Quantifying Bacteria-Metal-Mineral Adsorption: Wet Chemistry and Advanced Photon Source Approaches

量化细菌-金属-矿物质吸附：湿化学和先进光子源方法

• 批准号: 9905704
• 负责人: Jeremy Fein
• 金额: $ 22.56万
• 依托单位: University of Notre Dame
• 依托单位国家: 美国
• 项目类别: Standard Grant
• 财政年份: 1999
• 资助国家: 美国
• 起止时间: 1999-09-01 至 2004-08-31
• 项目状态: 已结题
• 来源: https://www.nsf.gov/awardsearch/showAward?AWD_ID=9905704&HistoricalAwards=false
• 关键词: Quantifying; Bacteria; Metal; Mineral; Adsorption

Fein9905704The proposed research will use bulk adsorption and EXAFS experiments to calibrate a surface complexation approach to quantifying bacterial adsorption of aqueous metals in groundwater systems. In order to remediate dissolved heavy metal contamination in groundwater, we must understand the chemical controls on contaminant mobilities. Bacteria are ubiquitous in low-temperature water-rock, and depending on conditions, they can either enhance or retard contaminant transport through adsorption reactions. With our current knowledge, it is impossible to predict if bacterial adsorption effects occur given a set of conditions, or to predict the magnitude of such effects. The primary questions we will answer with the proposed research are as follows: (1) Does a reversible equilibrium state exist for metal-bacteria adsorption reactions, or do kinetics, inorganic metal precipitation, or cell metabolic processes prevent equilibrium from being attained?; (2) Do the reaction stoichiometries that we obtain from bulk adsorption experiments agree with direct observations of the metal-bacteria surface complexes that we will make using XAFS studies on the Advanced Photon Source at Argonne National Laboratory?; and, (3) Can we expand the surface complexation equilibrium thermodynamic approach to describe bacteria-mineral adsorption reactions? We will conduct bulk adsorption and desorption experiments, examining both isolated metal-bacteria and bacteria-mineral systems, to rigorously test the reversibility of the metal-bacteria-mineral adsorption reactions. Furthermore, we will quantify the importance of adsorption/desorption kinetics, surface precipitation, and metabolism on metal uptake by the cell. Coupling the direct observations of the surface complex that are possible with the Advanced Photon Source with the laboratory adsorption/desorption experiments is a powerful technique to unequivocally determine both the reaction stoichiometry and the equilibrium constants for the important adsorption/desorption reactions.This proposal was submitted in response to the Environmental Geochemistry and Biogeochemistry solicitation NSF 99-9, and is being funded jointly by the Divisions of Chemistry, Earth Sciences, Ocean Sciences, and MPS Office of Multidisciplinary Activities.
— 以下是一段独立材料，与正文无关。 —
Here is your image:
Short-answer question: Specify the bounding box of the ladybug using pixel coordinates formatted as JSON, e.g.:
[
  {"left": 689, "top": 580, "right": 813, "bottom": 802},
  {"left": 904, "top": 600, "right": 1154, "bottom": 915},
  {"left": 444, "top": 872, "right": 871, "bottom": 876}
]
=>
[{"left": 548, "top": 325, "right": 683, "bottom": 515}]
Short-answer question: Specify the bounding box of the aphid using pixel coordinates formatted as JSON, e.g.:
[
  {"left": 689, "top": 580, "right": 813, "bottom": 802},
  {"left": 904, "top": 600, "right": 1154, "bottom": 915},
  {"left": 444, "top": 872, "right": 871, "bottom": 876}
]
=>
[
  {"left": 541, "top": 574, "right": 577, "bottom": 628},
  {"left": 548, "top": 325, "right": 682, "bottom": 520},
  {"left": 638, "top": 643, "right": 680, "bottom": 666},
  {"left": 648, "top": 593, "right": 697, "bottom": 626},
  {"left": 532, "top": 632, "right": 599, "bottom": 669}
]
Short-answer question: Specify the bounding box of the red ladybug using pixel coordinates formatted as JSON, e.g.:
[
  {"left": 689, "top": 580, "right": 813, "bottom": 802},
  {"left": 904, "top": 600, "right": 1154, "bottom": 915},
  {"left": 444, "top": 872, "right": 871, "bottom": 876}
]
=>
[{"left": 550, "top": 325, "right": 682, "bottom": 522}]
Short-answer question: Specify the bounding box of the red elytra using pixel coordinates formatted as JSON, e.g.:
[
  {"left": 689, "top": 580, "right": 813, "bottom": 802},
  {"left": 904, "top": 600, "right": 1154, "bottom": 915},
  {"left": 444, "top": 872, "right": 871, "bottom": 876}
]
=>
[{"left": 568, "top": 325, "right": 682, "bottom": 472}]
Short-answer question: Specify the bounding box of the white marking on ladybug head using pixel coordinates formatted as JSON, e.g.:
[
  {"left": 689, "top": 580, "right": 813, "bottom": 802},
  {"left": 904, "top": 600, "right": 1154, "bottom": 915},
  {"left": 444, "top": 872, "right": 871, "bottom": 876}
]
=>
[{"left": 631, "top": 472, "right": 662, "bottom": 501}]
Fein 9905704拟议的研究将使用大量的吸附和EXAFS实验来校准表面络合的方法来量化细菌吸附的含水金属在地下水系统。为了修复地下水中的溶解态重金属污染，我们必须了解污染物迁移的化学控制。细菌在低温水岩中普遍存在，根据不同的条件，它们可以通过吸附反应促进或阻碍污染物的迁移。 根据我们目前的知识，不可能预测在给定的一组条件下是否会发生细菌吸附效应，或者预测这种效应的大小。本研究的主要问题是：（1）金属-细菌吸附反应是否存在可逆的平衡态，或者是动力学、无机金属沉淀或细胞代谢过程阻止了平衡的实现？(2)我们从本体吸附实验中获得的反应化学计量学与我们将在阿贡国家实验室的先进光子源上利用XAFS研究对金属-细菌表面复合物进行的直接观察是否一致？（3）能否将表面络合平衡热力学方法扩展到描述细菌-矿物吸附反应？ 我们将进行大量的吸附和解吸实验，检查两个孤立的金属细菌和细菌矿物系统，严格测试金属细菌矿物吸附反应的可逆性。此外，我们将量化的吸附/解吸动力学，表面沉淀和代谢的细胞对金属吸收的重要性。 将先进光子源可能的表面复合物的直接观测与实验室吸附/解吸实验相结合是一种强有力的技术，可以明确地确定重要吸附/解吸反应的反应化学计量和平衡常数。由化学、地球科学、海洋科学和MPS多学科活动办公室共同资助。